Re: [PATCH 04/26] xfs: Improve metadata buffer reclaim accountability

Dave Chinner <david@xxxxxxxxxxxxx> · Mon, 4 Nov 2019 08:26:50 +1100

On Thu, Oct 31, 2019 at 02:05:51PM -0700, Darrick J. Wong wrote:
> On Fri, Nov 01, 2019 at 07:50:49AM +1100, Dave Chinner wrote:
> > On Wed, Oct 30, 2019 at 08:06:58PM -0700, Darrick J. Wong wrote:
> > > > In the case of the xfs_bufs, I've been running workloads recently
> > > > that cache several million xfs_bufs and only a handful of inodes
> > > > rather than the other way around. If we spread inodes because
> > > > caching millions on a single node can cause problems on large NUMA
> > > > machines, then we also need to spread xfs_bufs...
> > > 
> > > Hmm, could we capture this as a comment somewhere?
> > 
> > Sure, but where? We're planning on getting rid of the KM_ZONE flags
> > in the near future, and most of this is specific to the impacts on
> > XFS. I could put it in xfs-super.c above where we initialise all the
> > slabs, I guess.

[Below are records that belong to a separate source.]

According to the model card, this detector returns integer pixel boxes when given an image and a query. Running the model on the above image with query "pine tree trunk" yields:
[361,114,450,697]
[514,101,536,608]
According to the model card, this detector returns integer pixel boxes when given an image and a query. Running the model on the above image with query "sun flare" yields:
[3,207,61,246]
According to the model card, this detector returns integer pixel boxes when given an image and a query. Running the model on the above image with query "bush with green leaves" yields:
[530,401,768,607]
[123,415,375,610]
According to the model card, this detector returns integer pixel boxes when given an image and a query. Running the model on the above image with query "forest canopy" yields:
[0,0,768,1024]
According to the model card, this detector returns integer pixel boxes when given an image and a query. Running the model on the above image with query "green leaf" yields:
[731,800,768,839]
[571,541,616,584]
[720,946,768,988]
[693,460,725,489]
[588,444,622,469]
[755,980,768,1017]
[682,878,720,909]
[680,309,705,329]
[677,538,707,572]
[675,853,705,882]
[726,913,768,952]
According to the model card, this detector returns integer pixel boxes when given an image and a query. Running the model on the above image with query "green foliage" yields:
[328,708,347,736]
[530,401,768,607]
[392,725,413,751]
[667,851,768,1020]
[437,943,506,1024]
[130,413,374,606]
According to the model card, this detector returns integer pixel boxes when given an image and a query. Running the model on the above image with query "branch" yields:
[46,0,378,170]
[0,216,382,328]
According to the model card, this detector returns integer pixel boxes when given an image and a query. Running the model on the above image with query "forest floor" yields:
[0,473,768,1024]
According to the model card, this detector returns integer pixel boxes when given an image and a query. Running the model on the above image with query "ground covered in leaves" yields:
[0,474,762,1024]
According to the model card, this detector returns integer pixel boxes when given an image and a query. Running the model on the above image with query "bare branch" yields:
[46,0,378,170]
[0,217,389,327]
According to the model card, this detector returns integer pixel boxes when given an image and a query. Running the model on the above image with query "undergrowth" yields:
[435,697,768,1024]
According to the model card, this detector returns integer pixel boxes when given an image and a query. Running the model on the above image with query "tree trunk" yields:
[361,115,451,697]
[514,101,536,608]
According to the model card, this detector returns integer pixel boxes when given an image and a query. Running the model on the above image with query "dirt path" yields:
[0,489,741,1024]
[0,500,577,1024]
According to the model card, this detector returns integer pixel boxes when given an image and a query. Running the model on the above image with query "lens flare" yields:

Probably a separate patch, though....
> 
> Sounds like a reasonable place (to me) to record the fact that we want
> inodes and metadata buffers not to end up concentrating on a single node.

Ok. I'll add yet another patch to the preliminary part of the
series. Any plans to take any of these first few patches in this
cycle?

> At least until we start having NUMA systems with a separate "IO node" in
> which to confine all the IO threads and whatnot <shudder>. :P

Been there, done that, got the t-shirt and wore it out years ago.

IO-only nodes (either via software configuration, or real
cpu/memory-less IO nodes) are one of the reasons we don't want
node-local allocation behaviour for large NUMA configs...

Cheers,

Dave.
-- 
Dave Chinner
david@xxxxxxxxxxxxx